Die ständig wachsende Produktpalette in der Lindenstraße bietet neben etlichen Glühweinvariationen auch Gin, Bier, Mixgetränke, Honig, Marmelade und sogar Senf aus Finnland.
Fahrradständer wird immer wieder verwüstet
Auf den Frieden im Glühweinkrieg kann jedoch noch nicht gänzlich angestoßen werden. „Mein Fahrradständer wurde schon viermal in diesem Jahr verwüstet“, klagt Laaksonen. Der kleine, hüfthohe Fahrradständer weist mit roter Aufschrift und Pfeil in Richtung „Glögi-Chef“, weg vom Weihnachtsmarkt auf der Brandenburger Straße. „Dort sind vier Fahrradständer – und unserer wird ständig Opfer von Gewalt“, wundert sich der Glühwein-Chef. Die Stadt würde den Fahrradständer zwar nicht genehmigen, ihn aber tolerieren.

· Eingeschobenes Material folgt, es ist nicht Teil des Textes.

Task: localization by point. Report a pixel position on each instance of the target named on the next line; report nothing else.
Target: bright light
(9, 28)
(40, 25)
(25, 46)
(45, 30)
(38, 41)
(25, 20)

Wer daran seine Wut auslässt, bleibt wohl ungelöst, Strafanzeige will Laaksonen aber nicht stellen.
„Ich habe öfter schlaflose Nächte, aber nur, wenn ich tagsüber zu viel Glühwein verkauft habe und nachts nachkochen muss“, scherzt der Finne, der seinen Job liebt und sich einfach gerne mit Menschen über Finnland unterhält. „Wir wollen ja auch finnische Kultur verkaufen. Ich treffe mich persönlich mit jedem Händler in Finnland und zu jedem gibt es eine Geschichte zu erzählen, das macht einfach Spaß.“.
"Kippis!"
Finnische Angestellte konnte Laaksonen leider noch nicht gewinnen Er wird derzeit von drei Studenten aus Potsdam unterstützt. „Wir machen acht Monate nichts anderes als Glühwein“, berichtet er stolz, da er nunmehr an drei Standorten in Berlin, Frankfurt (Oder) und in der Lindenstraße fest vertreten ist. Dort hört man jetzt öfter ein „Kippis!“ durch die Straße hallen, was so viel wie „Prost“ bedeutet.